За едой часто бывали еще два-три гостя, иногда соседи или родственники, иногда коллеги, адвокаты, доктора, богатые и знаменитые, кто заруливал к нам повидаться с отцом по пути в их собственные летние виллы. Иногда мы открывали двери столовой даже для случайных туристических парочек, слышавших о старой вилле и просто желающих посмотреть на нее со стороны. Наше приглашение присоединиться к нам за столом и рассказать о себе казалось им невероятно очаровательным. И Мафалда, поставленная в известность в последний момент, готовила свои привычные закуски на скорую руку.

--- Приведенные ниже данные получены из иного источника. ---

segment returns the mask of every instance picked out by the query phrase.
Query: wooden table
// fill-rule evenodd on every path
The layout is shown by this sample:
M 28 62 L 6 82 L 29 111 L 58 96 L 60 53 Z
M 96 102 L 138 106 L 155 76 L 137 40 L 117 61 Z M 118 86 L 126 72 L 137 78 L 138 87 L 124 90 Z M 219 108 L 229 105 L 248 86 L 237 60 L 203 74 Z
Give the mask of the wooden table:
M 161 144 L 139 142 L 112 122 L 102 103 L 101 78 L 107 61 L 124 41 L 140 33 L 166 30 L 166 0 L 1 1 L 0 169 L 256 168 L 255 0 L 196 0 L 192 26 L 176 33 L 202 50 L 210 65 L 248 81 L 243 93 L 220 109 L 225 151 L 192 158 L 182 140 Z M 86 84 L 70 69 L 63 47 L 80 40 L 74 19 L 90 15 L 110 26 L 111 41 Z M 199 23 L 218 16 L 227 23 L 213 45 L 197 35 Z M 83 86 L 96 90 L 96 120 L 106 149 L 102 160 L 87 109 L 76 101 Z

Отец, сдержанный и застенчивый в домашней обстановке, ничто не любил так сильно, как поддержать беседу на нескольких языках с юной интеллигенцией, пока под жарким полуденным солнцем, после нескольких стаканов «Rosatello», неизбежно накатывало оцепенение. Мы назвали это между собой «обеденной каторгой». Через некоторое время так говорило и большинство наших шестинедельных гостей.
***
Может быть, это началось вскоре после его приезда в один из тех мученических обедов. Он сидел рядом со мной, когда до меня внезапно дошло: несмотря на легкий загар, приобретенный им ранее за краткое пребывание на Сицилии, цвет его ладоней был так же бледен, как мягкая кожа подошв, горла, внутренней стороны предплечий. Впрочем, они обычно и не получали много солнца. Почти светло-розовая, лоснящаяся и гладкая, как испод живота у ящерицы. Интимная, целомудренная, девственная, как румянец на лице атлета или наметившийся рассвет после штормовой ночи. Это рассказало мне о нем вещи, о которых я и не знал, что можно спросить.
***
Это могло начаться в те бесконечные часы после обеда. Обычно все бездельничали в доме или снаружи, тела в купальниках лежали тут и там, пока кто-нибудь не предлагал, в конце концов, спуститься всем нам к скалам и поплавать. Родственники, двоюродные сестры, соседи, друзья, друзья друзей, коллеги и вообще кто угодно, кто мог постучать в нашу дверь и спросить, можно ли воспользоваться нашим теннисным кортом, — всех с охотой приглашали побездельничать, и поплавать, и поесть, и, если они задерживались, остаться на ночь.